História feita em conjunto com meu amigo/irmão/champz/parceiro dos tuts tuts/João-imouto-chan.

PRA OCE, MEU LINDO DIVO DO CAMPO ROSTINHO DE PORCELANA COM NUTELLA


A passagem da primavera para o verão no quentíssimo ano de 1940 era insuportável.

O abafamento do ar, as gotículas de suor que escorriam em todos os habitantes do país, a sensação de mal estar e náuseas humana e animal faziam daqueles dias, semanas, um espetáculo de perfeito horror: Quem dera, já houvera mortes por esse clima.

Entrementes, num certo dia no qual os enjoos e leques de damas batiam sem parar, em busca de um refresco, duas pessoas estavam sentadas numa sala. Uma delas, contendo um sorriso deveras doentio segurava um livro grosso e desgastado, enquanto a outra, mais controlada e reservada, permanecia parada, de pernas cruzadas e parecendo esperar algo.

"Este livro é doente. Vai lhe fazer sentir arrepios de medo, e um frio até desejável em seu estômago".

"Não me importo. Continue."

A mulher, aumentando seu sorriso estranho, abriu numa página amarelada e precisa o livro. Correu seus dedos finos e meio amarelados nas páginas de mesma cor, e sentindo o papel há muito úmido e fino, e parou seus olhos azuis sujos no primeiro parágrafo que chamou a sua atenção. Pausou sua observação e levantou o rosto para o ser mais jovem.

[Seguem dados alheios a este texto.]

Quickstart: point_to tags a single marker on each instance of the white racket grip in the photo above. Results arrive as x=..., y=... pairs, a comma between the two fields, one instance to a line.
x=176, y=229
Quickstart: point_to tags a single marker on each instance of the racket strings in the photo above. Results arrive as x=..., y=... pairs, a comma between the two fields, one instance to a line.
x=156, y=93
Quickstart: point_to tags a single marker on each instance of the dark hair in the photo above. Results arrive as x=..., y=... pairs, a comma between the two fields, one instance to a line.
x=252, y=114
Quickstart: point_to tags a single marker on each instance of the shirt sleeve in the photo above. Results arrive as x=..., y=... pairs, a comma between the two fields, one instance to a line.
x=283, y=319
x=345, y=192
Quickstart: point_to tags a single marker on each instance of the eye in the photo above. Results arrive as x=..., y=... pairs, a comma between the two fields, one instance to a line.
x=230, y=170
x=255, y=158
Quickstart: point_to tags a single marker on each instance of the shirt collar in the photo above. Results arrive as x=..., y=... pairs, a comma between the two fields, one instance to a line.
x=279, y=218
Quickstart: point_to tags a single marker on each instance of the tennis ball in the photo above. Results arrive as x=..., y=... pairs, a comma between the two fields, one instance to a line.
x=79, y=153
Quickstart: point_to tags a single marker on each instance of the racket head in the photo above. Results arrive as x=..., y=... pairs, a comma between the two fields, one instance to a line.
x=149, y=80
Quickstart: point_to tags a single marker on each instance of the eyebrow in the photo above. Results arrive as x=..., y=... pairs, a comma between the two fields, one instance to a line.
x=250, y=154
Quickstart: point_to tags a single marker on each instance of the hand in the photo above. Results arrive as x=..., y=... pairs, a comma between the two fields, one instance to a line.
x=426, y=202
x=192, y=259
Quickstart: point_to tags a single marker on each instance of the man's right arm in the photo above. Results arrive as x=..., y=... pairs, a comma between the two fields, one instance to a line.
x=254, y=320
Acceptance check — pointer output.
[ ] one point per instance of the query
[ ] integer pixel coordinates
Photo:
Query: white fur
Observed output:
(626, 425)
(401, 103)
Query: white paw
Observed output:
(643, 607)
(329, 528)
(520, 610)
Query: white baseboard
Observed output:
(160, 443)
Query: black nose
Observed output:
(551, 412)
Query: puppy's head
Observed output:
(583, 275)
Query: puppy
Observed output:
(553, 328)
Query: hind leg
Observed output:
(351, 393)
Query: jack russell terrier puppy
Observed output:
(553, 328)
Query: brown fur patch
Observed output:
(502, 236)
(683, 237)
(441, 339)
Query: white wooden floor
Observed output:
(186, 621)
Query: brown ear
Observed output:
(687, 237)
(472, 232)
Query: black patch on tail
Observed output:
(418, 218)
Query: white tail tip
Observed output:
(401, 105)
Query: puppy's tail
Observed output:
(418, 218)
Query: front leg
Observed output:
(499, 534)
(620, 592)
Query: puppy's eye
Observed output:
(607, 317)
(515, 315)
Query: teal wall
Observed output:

O garoto em sua frente a encarou, indagativo por não ter recomeçado a leitura, e fixou em sua expressão uma ansiedade por mais. Suspirando um tanto mais forte do que o normal pedia, a mulher balançou os limpos cabelos pretos que possuía e pousou sua total atenção na história que narraria a seguir.

"Quando os relógios ainda não podiam cronometrar devidamente a suja rotina dos homens, - começou, com o timbre suave titilando com um riso abafado - Um par de sapatos brilhantes e negros passeou por a extensão inteira de uma rua. Produziu estalidos no esfalfo quente e recém molhado, arranhou a sola por alguns momentos certeiros e pisou em muitos seres vivos indignos de atenção.

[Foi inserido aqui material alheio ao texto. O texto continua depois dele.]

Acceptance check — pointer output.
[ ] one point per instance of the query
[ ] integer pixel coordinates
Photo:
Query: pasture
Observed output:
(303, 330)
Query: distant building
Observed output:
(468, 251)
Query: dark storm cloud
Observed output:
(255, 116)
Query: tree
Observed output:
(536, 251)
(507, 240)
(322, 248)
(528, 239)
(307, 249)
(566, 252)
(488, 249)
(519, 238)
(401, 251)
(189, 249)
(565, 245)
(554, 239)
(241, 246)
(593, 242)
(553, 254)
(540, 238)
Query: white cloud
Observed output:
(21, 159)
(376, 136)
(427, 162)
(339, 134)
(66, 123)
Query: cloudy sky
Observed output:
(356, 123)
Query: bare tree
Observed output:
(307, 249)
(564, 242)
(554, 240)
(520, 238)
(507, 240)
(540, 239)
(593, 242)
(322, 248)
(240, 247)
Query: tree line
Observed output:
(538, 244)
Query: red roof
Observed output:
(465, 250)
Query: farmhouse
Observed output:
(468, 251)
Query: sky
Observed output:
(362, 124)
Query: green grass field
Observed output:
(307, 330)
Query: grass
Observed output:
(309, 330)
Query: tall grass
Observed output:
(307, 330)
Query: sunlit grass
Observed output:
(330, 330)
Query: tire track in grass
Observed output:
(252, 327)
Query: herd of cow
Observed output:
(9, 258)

"Esses mesmos pés, tão desconhecidos quanto seu dono, o guiaram até uma soleira de porta, mal iluminada com os restos de uma lamparina à óleo. Subiu os degraus que rangeram sob seu peso e lentamente, sem presa, chegou até a porta e não bateu-a.

"Tirou de algum lugar uma espingarda de cano duplo e explodiu a fechadura, logo após empurrando um com pé a porta machucada e entrando no corredor escuro e com cheiro de mofo. Não houve nenhum ruído à sua presença. Nenhum grito de terror, nenhum pedido de socorro nem um riso de boas vindas nem um resmungo de protesto. Tudo permaneceu num intacto e calmo silêncio.

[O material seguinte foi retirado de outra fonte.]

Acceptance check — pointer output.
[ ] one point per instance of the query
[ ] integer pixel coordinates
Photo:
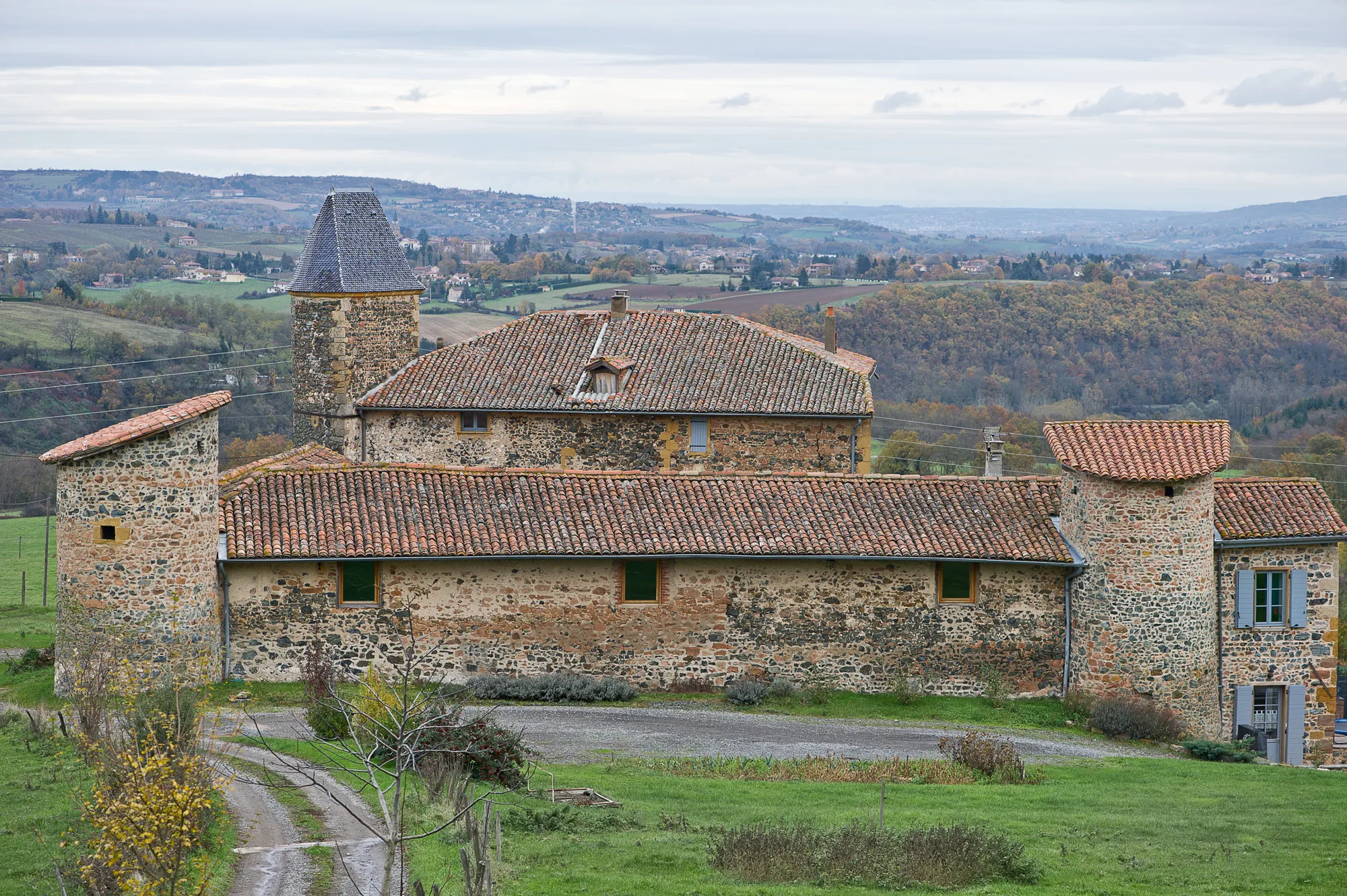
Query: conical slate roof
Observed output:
(352, 248)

"O dono dos sapatos brilhantes girou para um lado e começou a subir uma escada velha e fedorenta. O som de seus passos foi abafado pelo carpete com várias camadas de pó. O farfalhar de suas roupas escuras não poderia ser jamais ouvido pois ele movia-se com elegância e displicência, parecendo alheio a apenas focado em um destino que ele previra e não desviaria.

"Parou, então, numa porta fechada e arranhada. Os cortes longos, pequenos, finos e grossos feitos na madeira clara poderiam surtar em olhares desviados de outros, pois eram devidamente desconcertantes. O ser dos sapatos brilhantes, porém, não sentiu-se afetado e nem prestou atenção naquilo: Seus olhos de gelo azulado observavam a fechadura, que estava sendo inútil pois a porta, maltratada, estava aberta. Mas quando o homem, levando uma mão despida de calor para a porta, começou a afastá-la para a parede para poder o observar mais adentro, -" A mulher fechou o livro diante de uma expressão chocada de seu ouvinte.

Ela se levantou de sua poltrona de veludo vermelha, foi até uma mesinha mais próxima, rapidamente pegou a lamparina mais acesa, deixou cair o livro e quebrou-a nele, cada pedaço, com o óleo ainda quente escorrendo para as páginas do livro e o inflamando.

No fogo borbulhante, no grito do garoto atormentado pela cena, a mulher se virou, as chamas reproduzidas em seus olhos de gelo azulado e abriu o sorriso mais doente, sujo, nojento e horrível de todos os tempos.

"Se quer saber o final do livro, eu posso lhe contar. Só que pra isso, você, todos, ninguém estarão a salvo: Todos entrarão na história e seguidamente, sem falhas, irão morrer."